I know this is something worth pursuing. I have a story and I want to publish it. I just have to muddle through.

Now back to Unfocused Me, who by the looks of it, knows exactly what I am talking about!

Unfocused Me

13 comments on “Of Anxieties, Frustrations and Self Imposed Deadlines

  1. I’m right there with ya in that second draft stage. Trick of it is to keep giving yourself small breaks. If you get too frustrated with the revisions, to the point where you’re maybe over-analyzing every word in every sentence, set the manuscript down and let it “cool” for another week. Sometimes your brain just needs a break! Other than that, keep pluggin away.


  2. The worse thing is that I feel that it is shrinking day by day. I was hoping to crack 60k words, you know make it a short but full novel. Now I am down, yes down to 36k!

    I do have to add a few chapters, but still….

    Oh well, another break is in order.


  3. When I was in high school I was in my school orchestra. I was told to be good I would need a minimum of a half-hour practice every day. So limit yourself to a half-hour and then take a break. If you like come back again and work on it another half-hour that same day.

    It has something to do with frustration where you get frustrated you just tend to get worse not better. So maybe this is what is happening with you. I know it helped me when I was practicing in high school.

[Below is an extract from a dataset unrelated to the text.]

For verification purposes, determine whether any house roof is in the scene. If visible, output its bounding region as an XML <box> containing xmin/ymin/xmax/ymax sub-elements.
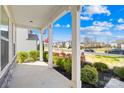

  4. I plough through. It took eight years (there were two kids born in there somewhere) to finish my current novel. It took a lot of side roads but it’s finally “done”. I meet with an agent next week. Finger’s crossed she wants to read some of it. I’m still not sure its all it could be but it’s done for now. On to the next one….


  5. Great, something to look forward to when I finish the first draft of the novel. And I thought editing a novelette was bad.

    All right, I’m up next. It’s one in the morning on October 2. I should have my link in the chain up by the morning (the *real* morning) of Oct. 3.


  6. […] He started us off with his post about the agony of working on the second draft of his novel in Of Anxieties, Frustrations and Self-Imposed Deadlines; if you haven’t read it, you should.  I’ll […]


  7. My rule of thumb is to plow through it now, make it rock later…plow through it and get the words on the paper, because the great part about a first draft is that it can suck completely and you can make it better and better on subsequent drafts. It’s the getting to the finish so you can tidy up and enhance that’d the tough part, so rock along you must 🙂


  8. Thing is, this is my second draft. I didn’t have that worry the first time, I just wrote, wrote, and wrote some more. Its this damned second draft that has me twisted in a knot.


  9. […] And thus another AbsoluteWrite blog chain commences. This time, the theme is writing. Neither Here Nor There started things off discussing procrastination. Unfocused Life touched on the agony of the second […]


  10. One of the best tools against procrastination I have is this: Even after you complete a polished draft of the novel, it will be anywhere from twelve months to several years before it reaches the bookshelves of your local B&N store.

    Try setting baby deadlines. Chapter twelve this week, chapter thirteen next week. Bite sized editing chunks help with motivation, because you can see the progress you’re making, rather than looking at it as “OMG, I have two hundred pages left before I’ve friggin’ accomplished anything.”

    Good luck.


  11. I’m in the middle of what I hope is a final draft of a doctoral thesis. And while I found it easier to plow through the earlier drafts, I’m finding it harder with this one, since what I’m trying to do is makes sure it makes sense from beginning to end, that it doesn’t repeat itself too much and that the connections are smooth. And I have never struggled more with procrastination. It is hard to set small deadlines when what I need to do is look at the big picture. I do think, though, that as Kelly said above, small deadlines are the key. If only I can figure out how to assign them.


  12. Procrastination is indeed a very bad thing time. Normally, I put all the comments in a blog chain very fast. However, this time, it is taking too much time. I said to myself- no more delay. So, I want to finish it by tonight.